- A pré-candidatura de Fernando Haddad ao governo de São Paulo gerou uma corrida entre aliados de Lula pelas duas vagas ao Senado no estado.
- O foco da disputa envolve as ministras Simone Tebet e Marina Silva, que buscam viabilizar candidaturas e convivem com impasses partidários.
- Tebet decidiu mudar o domicílio eleitoral para São Paulo para disputar uma vaga; o MDB paulista não deve abrir legenda, o que cria impasse no PSB, onde Márcio França é um nome forte.
- França tende a disputar uma vaga no Senado caso Haddad seja o candidato a governador; Tebet aparece com melhores índices de pesquisa.
- Marina Silva se colocou como candidata ao Senado, mas enfrenta conflito interno na Rede e pode considerar filiações a PT, PV, PSB ou PSOL para viabilizar a candidatura.
A pré-candidatura de Fernando Haddad ao governo de São Paulo desencadeia uma corrida interna entre aliados de Lula por as duas vagas ao Senado no estado. A movimentação envolve nomes como Simone Tebet e Marina Silva, que buscam viabilizar candidaturas e enfrentam impasses partidários.

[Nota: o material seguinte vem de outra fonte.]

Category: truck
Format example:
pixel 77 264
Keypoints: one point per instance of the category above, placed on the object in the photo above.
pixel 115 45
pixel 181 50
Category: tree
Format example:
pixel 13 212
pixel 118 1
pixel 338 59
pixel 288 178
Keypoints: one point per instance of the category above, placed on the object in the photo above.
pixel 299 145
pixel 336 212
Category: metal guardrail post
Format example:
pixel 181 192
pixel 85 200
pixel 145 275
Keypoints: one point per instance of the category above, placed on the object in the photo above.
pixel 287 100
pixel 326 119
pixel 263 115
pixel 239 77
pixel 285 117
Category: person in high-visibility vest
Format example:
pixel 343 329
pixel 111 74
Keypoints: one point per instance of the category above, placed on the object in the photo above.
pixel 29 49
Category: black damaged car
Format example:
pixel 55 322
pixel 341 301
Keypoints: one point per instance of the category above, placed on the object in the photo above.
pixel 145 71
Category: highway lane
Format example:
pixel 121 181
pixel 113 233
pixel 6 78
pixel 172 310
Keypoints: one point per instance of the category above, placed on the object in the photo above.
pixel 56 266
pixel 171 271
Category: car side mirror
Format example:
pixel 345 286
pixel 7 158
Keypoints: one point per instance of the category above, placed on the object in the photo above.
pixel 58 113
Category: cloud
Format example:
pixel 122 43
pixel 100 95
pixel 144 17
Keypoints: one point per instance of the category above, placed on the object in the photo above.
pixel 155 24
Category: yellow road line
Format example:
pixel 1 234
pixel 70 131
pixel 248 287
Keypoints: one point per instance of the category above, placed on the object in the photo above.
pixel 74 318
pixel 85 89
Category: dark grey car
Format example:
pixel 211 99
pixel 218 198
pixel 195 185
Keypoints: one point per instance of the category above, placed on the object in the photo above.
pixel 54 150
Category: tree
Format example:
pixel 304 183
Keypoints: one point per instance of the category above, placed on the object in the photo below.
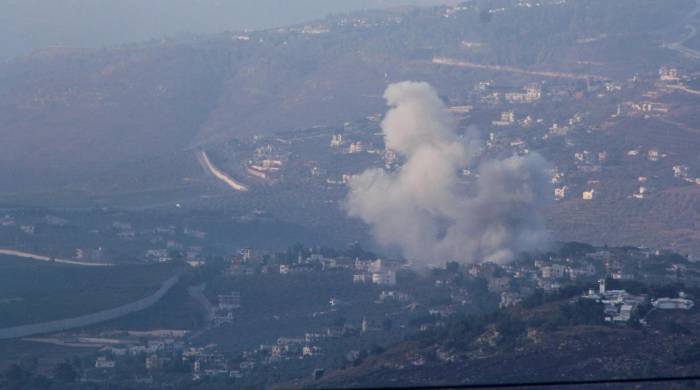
pixel 64 372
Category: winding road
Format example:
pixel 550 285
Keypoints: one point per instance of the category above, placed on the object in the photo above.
pixel 219 174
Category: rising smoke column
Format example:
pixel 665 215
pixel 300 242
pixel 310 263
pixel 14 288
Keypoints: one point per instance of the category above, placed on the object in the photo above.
pixel 423 209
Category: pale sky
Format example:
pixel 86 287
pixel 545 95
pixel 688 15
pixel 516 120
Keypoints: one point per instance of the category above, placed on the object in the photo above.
pixel 27 25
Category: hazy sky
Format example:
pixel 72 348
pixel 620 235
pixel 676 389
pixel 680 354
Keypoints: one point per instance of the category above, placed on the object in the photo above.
pixel 27 25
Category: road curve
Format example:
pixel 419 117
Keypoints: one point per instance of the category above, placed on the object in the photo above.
pixel 219 174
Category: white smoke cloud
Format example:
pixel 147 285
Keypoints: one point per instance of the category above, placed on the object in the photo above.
pixel 424 208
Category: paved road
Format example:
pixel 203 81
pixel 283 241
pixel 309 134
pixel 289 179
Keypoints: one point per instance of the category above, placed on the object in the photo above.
pixel 219 174
pixel 33 256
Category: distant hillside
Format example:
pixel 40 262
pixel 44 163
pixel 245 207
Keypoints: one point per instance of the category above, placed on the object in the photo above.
pixel 70 116
pixel 538 341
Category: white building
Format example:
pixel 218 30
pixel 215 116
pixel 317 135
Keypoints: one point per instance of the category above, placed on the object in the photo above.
pixel 384 278
pixel 673 304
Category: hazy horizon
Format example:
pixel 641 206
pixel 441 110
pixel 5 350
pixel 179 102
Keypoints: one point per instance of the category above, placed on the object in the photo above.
pixel 29 25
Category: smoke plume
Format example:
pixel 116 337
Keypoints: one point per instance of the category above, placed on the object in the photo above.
pixel 425 209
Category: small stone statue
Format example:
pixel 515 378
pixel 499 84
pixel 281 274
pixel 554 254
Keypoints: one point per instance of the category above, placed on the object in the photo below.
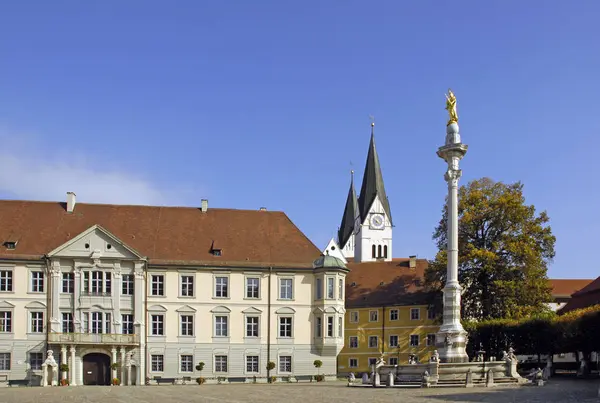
pixel 447 340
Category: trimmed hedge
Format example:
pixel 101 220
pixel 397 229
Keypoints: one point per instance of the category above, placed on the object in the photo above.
pixel 576 331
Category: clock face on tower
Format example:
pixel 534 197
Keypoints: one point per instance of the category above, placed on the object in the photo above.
pixel 377 221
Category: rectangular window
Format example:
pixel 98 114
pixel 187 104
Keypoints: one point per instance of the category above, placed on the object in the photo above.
pixel 222 287
pixel 373 316
pixel 107 323
pixel 187 286
pixel 252 363
pixel 285 288
pixel 127 323
pixel 158 285
pixel 285 363
pixel 86 282
pixel 127 284
pixel 251 326
pixel 36 360
pixel 330 326
pixel 220 363
pixel 187 363
pixel 96 322
pixel 107 283
pixel 157 363
pixel 285 327
pixel 97 281
pixel 37 322
pixel 318 326
pixel 67 323
pixel 414 340
pixel 6 280
pixel 5 322
pixel 68 283
pixel 221 329
pixel 252 287
pixel 37 281
pixel 319 288
pixel 86 323
pixel 431 339
pixel 187 325
pixel 4 361
pixel 158 325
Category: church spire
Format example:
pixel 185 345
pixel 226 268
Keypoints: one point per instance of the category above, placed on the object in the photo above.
pixel 349 217
pixel 372 185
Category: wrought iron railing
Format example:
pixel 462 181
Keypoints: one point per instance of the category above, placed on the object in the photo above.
pixel 93 338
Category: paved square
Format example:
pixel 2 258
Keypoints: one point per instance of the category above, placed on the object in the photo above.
pixel 334 392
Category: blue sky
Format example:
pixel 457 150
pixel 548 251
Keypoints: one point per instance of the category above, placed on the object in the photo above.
pixel 267 103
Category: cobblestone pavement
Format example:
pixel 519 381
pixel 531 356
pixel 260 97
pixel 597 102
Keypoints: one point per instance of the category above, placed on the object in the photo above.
pixel 564 391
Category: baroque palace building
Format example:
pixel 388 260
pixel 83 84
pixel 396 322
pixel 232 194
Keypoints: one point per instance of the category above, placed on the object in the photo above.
pixel 157 290
pixel 387 310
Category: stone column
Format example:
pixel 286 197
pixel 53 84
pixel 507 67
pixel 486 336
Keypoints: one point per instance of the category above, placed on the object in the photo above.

Segundo a análise publicada, a saída de Haddad do Ministério da Fazenda para a campanha acelera as articulações. Tebet já avisou que mudará o domicílio eleitoral para São Paulo para disputar uma das vagas. O avanço motiva debates no PSB sobre a legenda.
Marina Silva também se colocou como candidata, mas encara resistência na Rede e pressões de outras siglas. A deputada enfrenta a complexa negociação entre manter a Rede ou migrar para PT, PV, PSB ou PSOL, conforme o cenário que se desenha.
Componentes da negociação
A colunista aponta que a MDB paulista pode atuar como entrave para Tebet, já que a bancada aliada não deve ceder legenda para a ministra. Márcio França surge como o nome forte do estado, com ambição de disputar uma vaga.
Para a segunda vaga, o movimento envolve Marina e a Rede, que tenta viabilizar a candidatura sem perder a identidade do partido. A possibilidade de filiação de Marina a outras siglas aumenta a complexidade das tratativas.
O portal indica que o PT pressiona para que Marina se filie à sigla e dispute ao Senado, o que representaria uma mudança relevante na trajetória da parlamentar. Por outro lado, a direção da Rede ainda não está alinhada com essa opção.
Contexto e desdobramentos
A avaliação indica que a composição da chapa pode sofrer alterações conforme as negociações avancem. Tebet tem vantagem em pesquisas, mas depende de apoio de legendas para ganhar espaço no estado.
O quadro real da disputa depende de acordos que ainda estão em aberto entre MDB, PSB, Rede, PT, PV e PSOL. A reconfiguração pode redefinir o alinhamento político na corrida ao Senado em São Paulo.